# Natural Language Processing: Words, Tokens, and Regular Expressions
## Exercises Notebook - Session 2

This notebook contains exercises covering:
- Word and token counting
- Regular expressions in Python
- Unicode handling
- Unix text processing tools
- Tokenization concepts

---
## Section 1: Word and Token Counting
---

### Exercise 1.1: Counting Words

Given the sentence from the slides: *"They picnicked by the pool, then lay back on the grass and looked at the stars."*

Write Python code to:
1. Count words excluding punctuation
2. Count words including punctuation as separate tokens
3. Count unique word types (case-insensitive)

In [None]:
# YOUR CODE HERE
sentence = "They picnicked by the pool, then lay back on the grass and looked at the stars."
import re

# 1. Count words excluding punctuation
words_no_punct = re.findall(r"\b\w+\b", sentence)
print(f"Words excluding punctuation: {words_no_punct}")
# We need to use len() to count the number of words excluding punctuation
print(f"Number of words excluding punctuation: {len(words_no_punct)}")
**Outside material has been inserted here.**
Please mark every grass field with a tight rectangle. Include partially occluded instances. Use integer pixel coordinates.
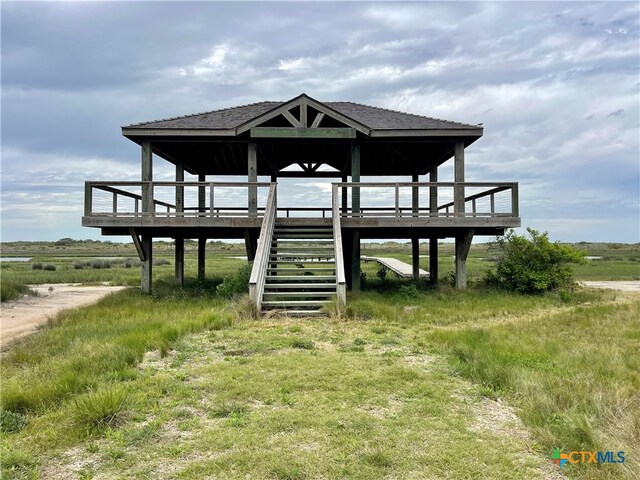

# 2. Count words including punctuation
words_with_punct = re.findall(r"\S+", sentence)
print(f"Words including punctuation: {words_with_punct}")
# We need to use len() to count the number of words including punctuation
print(f"Number of words including punctuation: {len(words_with_punct)}")

# 3. Count unique types (case-insensitive)
unique_types = set(word.lower() for word in words_no_punct)
print(f"Unique types (case-insensitive): {unique_types}")
# We need to use len() to count the number of unique types
print(f"Number of unique types (case-insensitive): {len(unique_types)}")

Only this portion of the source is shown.